Italia e Svizzera a confronto su come difendere il “Made in”

Convegno a Roma organizzato dall'ambasciata elvetica

APR 29, 2015 -

Roma, 29 apr. (askanews) – Italia e Svizzera a confronto sulle regole a tutela del “Made in” e dei relativi marchi collegati. Da un lato l’agilità operativa della Confederazione elvetica, ovviamente padrona di normare la questione in piena autonomia. Un quadro che l’Italia guarda magari con una certa invidia, dovendosi muovere su binari europei alla ricerca di compromessi non facili con altri Stati, che magari non hanno le stesse priorità e che in concreto ha significato non riuscire a chiudere una revisione delle regole nemmeno durante il semestre italiano di presidenza dell’Unione. Ma che superati gli ostacoli consente, almeno in teoria, di estendere le tutele a tutto il territorio comunitario. Se ne è parlato ad un convegno organizzato a Roma dall’ambasciata di Svizzera.

Relatore principale è stato il professore Felix Addor, direttore dell’ufficio federale svizzero di tutela delle proprietà intellettuali. “Il valore aggiunto legato al marchio Swiss Made varia dall’1-2 per cento dei macchinari, comunque significativo quando rapportato ai loro volumi di export, al 20 per cento dei prodotti tipici a fino oltre il 40 per cento dei beni di lusso”, ha spiegato. “Il marchio Svizzera gode di una reputazione molto solida, quindi si traduce in valore aggiunto per chi lo usa e in quanto tale va protetto”.

La Svizzera quindi ha elaborato una nuova normativa che prevede diversi requisiti su 4 grandi raggruppamenti di attività. Le imprese devono rispettare questi parametri per potersi fregiare della denominazione “Swiss made” e dell’ancor più riconoscibile croce svizzera, bianca su sfondo rosso. Prevedono ad esempio l’obbligatorietà dell’origine elvetica sulle materia prima con soglie variabili, a seconda della disponibilità pratica di un bene nella stessa Confederaizone. Ad esempio si va dal 100 per cento di latte svizzero per i formaggi, a frazioni meno elevate su beni che necessariamente vanno almeno in parte reperiti all’estero.

Alcune imprese possono trovarsi in difficoltà con i nuovo parametri. Ma “dobbiamo distinguere l’interesse delle aziende, che magari sono in affanno per rispettare le soglie, dall’interesse di tutti i consumatori che pagano per il marchio Svizzera”, ha spiegato Addor.
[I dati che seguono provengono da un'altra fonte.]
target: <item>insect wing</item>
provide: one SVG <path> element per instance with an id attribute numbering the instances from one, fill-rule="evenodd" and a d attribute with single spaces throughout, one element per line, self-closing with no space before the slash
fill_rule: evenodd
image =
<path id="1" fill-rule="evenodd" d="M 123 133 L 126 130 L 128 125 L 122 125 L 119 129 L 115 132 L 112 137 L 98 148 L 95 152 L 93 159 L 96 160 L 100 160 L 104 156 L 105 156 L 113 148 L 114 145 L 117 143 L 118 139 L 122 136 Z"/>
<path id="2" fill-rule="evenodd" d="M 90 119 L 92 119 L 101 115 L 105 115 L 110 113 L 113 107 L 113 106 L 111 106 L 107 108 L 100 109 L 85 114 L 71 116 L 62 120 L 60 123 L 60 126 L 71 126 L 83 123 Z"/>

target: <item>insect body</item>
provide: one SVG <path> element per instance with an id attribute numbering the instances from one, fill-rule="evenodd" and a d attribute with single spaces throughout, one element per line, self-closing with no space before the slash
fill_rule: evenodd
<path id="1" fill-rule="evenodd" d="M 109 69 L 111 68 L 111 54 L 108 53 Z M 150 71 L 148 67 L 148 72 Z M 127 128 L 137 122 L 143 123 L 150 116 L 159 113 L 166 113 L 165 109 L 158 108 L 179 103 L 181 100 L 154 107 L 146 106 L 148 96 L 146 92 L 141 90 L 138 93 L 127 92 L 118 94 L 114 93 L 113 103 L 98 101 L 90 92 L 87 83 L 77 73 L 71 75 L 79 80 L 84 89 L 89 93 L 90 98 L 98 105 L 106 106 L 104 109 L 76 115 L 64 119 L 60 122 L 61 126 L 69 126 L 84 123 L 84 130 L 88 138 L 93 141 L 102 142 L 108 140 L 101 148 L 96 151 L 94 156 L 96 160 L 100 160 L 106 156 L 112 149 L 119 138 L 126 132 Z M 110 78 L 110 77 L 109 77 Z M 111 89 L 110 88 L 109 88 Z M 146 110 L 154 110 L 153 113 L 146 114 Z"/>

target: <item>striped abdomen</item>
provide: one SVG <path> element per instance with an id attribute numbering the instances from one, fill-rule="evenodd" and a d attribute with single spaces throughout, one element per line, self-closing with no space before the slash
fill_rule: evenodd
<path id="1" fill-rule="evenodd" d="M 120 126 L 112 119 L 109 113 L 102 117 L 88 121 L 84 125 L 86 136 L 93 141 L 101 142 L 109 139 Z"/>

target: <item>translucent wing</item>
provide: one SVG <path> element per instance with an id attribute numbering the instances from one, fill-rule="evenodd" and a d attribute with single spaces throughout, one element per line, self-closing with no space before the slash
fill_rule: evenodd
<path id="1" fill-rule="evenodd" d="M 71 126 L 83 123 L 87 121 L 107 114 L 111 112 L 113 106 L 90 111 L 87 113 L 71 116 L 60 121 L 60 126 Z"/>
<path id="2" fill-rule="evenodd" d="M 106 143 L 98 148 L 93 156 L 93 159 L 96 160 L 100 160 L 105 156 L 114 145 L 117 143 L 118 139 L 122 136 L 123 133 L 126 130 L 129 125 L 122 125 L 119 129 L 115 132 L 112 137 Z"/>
Secondo Claudio Marenzi, presidente di Sistema Moda Italia di Confindustria, l’Italia invece deve confrontarsi sulla questione “con una Europa spaccata in due. Da un lato i Paesi manifatturieri”, favorevoli a tutelare i marchi, dall’altro quelli che invece non hanno o non hanno più una forte manifattura e sono molto meno disposti ad appoggiare politiche energiche su questo fronte. Ne deriva una mancanza di chiarezza che per la Penisola si traduce in 70-100 mila posti di lavoro i meno, con la contraffazione che ha un valore stimato di 7 miliardi di euro l’anno, ha detto Marenzi, di cui il 70 per cento nell’abbigliamento.

“Italia E Svizzera sono entrambi Paesi con molti marchi forti”, ha osservato l’ambasciatore Giancarlo Kessler, ricordando come gli orologiai della Confederazione già a metà ‘800 si ponessero il problema di come tutelarsi dalla contraffazione.

E proprio dagli orologiai svizzeri vengono proposte delle ricette di azione, tramite il presidente della loro federazione Jean-Daniel Pasche: “Innanzitutto bisogna prendere contatto con le autorità dei Paesi” da cui arriva la contraffazione, magari impiantando uffici locali. “Secondo bisogna collaborare con le autorità. Terzo – ha spiegato – bisogna organizzare programmi di formazione per le forze dell’ordine e il personale coinvolto nella lotta alla contraffazione” in tutte le aree in cui si effettua l’azione di contrasto. “Qui non si tratta di fare protezionismo – ha voluto puntualizzare Addor, in conclusione – si vuole semplicemente definire chi può usare il valore aggiunto di un nome”, che ha una sua territorialità.